The shutdown has taken a firm hold on our nation.  Australians everywhere are hurting because of it. There are expectations that it will be taken to the next level.  Who can tell what pain that will cause?

However, in the midst of our pain, we understand only too well the need for us to be serious about “social distancing.”  We have a responsibility to our fellow Australians to “flatten the curve” – to take grim control so that the incidence of this dread disease, COVID-19, does not grow to the catastrophic proportions which we have seen in Italy, and are seeing in Spain, and, as some will have it, will see in the USA.

We long for all this to end. But will it?  Will the world ever survive this monumental disaster?  Will this ever end?

They are big questions.  Some see this as the end, yet the troubles of the end will be even more catastrophic than this.

But the suffering now is real, very real.  What hope can be offered to those who suffer? 

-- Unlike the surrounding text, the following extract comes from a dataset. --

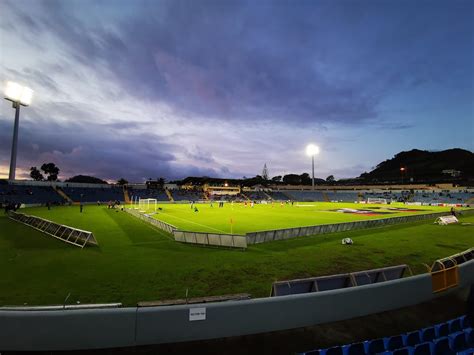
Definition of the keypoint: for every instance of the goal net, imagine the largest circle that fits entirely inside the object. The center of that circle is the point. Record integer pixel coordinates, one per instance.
(377, 200)
(147, 204)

We see as we look back through Bible history, that, theologically, there is always hope.  There are firm promises that when disaster strikes God IS in control.  Isaiah 26:20 is one of those promises.  Speaking to the terrified nation of Judah who could scarcely believe the threats and actual pain that firstly Syria and then Assyria and finally Babylon, could bring to Judah under the judgment of God, Isaiah calls on the people of God to self-isolate, quarantine themselves even, with the promise that even these desperate times will pass.  They will be here for a “little while” but they WILL pass.  That’s the principle we take from this passage.

This time of COVID-19 WILL pass, under the hand of a loving, just, sovereign God.  So, what do we do?  We retreat into the isolation the government demands. But we don’t waste it.  We look out for each other.  We care for each other.  We genuinely comfort those who mourn.  We lovingly point them to the Saviour.  We wait on the Lord and pray for the plague to pass. It WILL do so, “in a little while” (Isaiah 26:20).